Anche successivamente intervenne nei dibattiti conciliari proponendo opinioni non sempre di maggioranza, ma comunque molto seguite: nella discussione sull'eucarestia sostenne la necessità di formulare insieme con i canoni le spiegazioni dottrinali alla loro base; si pronunciò contro il valore sacrificale (oblatio) dell'Ultima Cena, considerandolo piuttosto eucaristico; intervenne appassionatamente a favore della richiesta dell'imperatore di concedere il calice ai Tedesco-Boemi; con il suo voto fece passare i canoni contro gli abusi nella messa; avanzò l'impopolare proposta di limitare il sacerdozio ai titolari di benefici.
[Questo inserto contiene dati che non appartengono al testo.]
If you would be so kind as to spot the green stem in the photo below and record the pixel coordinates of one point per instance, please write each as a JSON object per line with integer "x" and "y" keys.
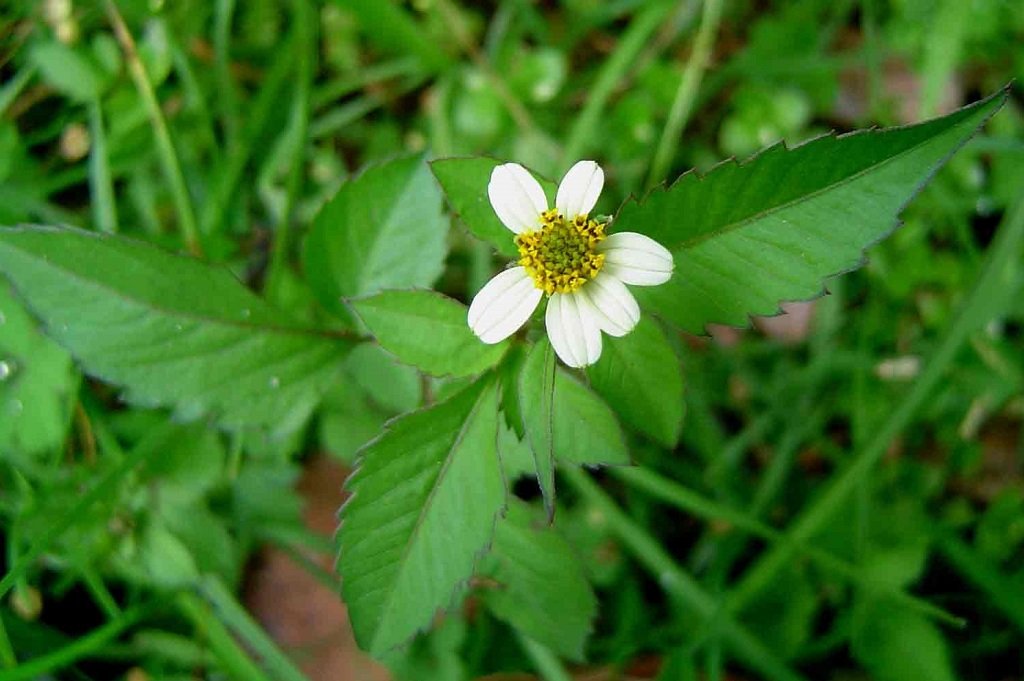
{"x": 677, "y": 582}
{"x": 987, "y": 298}
{"x": 104, "y": 209}
{"x": 1004, "y": 593}
{"x": 238, "y": 620}
{"x": 583, "y": 135}
{"x": 545, "y": 661}
{"x": 682, "y": 104}
{"x": 165, "y": 145}
{"x": 232, "y": 658}
{"x": 104, "y": 490}
{"x": 306, "y": 44}
{"x": 7, "y": 656}
{"x": 227, "y": 96}
{"x": 80, "y": 647}
{"x": 690, "y": 502}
Impegnato frequentemente nell'opera di elaborazione dei documenti conciliari, stese il decreto sulle indulgenze e nel maggio del 1563 partecipò alla redazione del delicato canone sul sacramento dell'Ordine, dove, ripresentandosi i problemi già affrontati nella disputa sulla residenza, soprattutto l'origine del potere episcopale, divenne necessario garantire in modo ortodosso il potere supremo del papa pur senza alcun esplicito riferimento. Nell'ultima sessione, insieme con i vescovi M. Calini e L. Marini e al teologo F. Foreiro, gli fu affidata l'opera di revisione e redazione dell'Indice e del Catechismo, Messale e Breviario, che, frutto di una identica logica compilativa, vennero ultimati dopo la conclusione del concilio.
Tornato a Roma, il F. accolse spesso tra i suoi ospiti Carlo Borromeo, che, ammirato dalla sua ricca personalità, ne subì la duratura influenza. La morte, di cui rimane la cronaca nelle lettere di amici ed estimatori, quali ad esempio L. Beccadelli e M. Calini, lo colse a Roma il 22 dic. 1564. Venne sepolto nella chiesa di S. Maria sopra Minerva.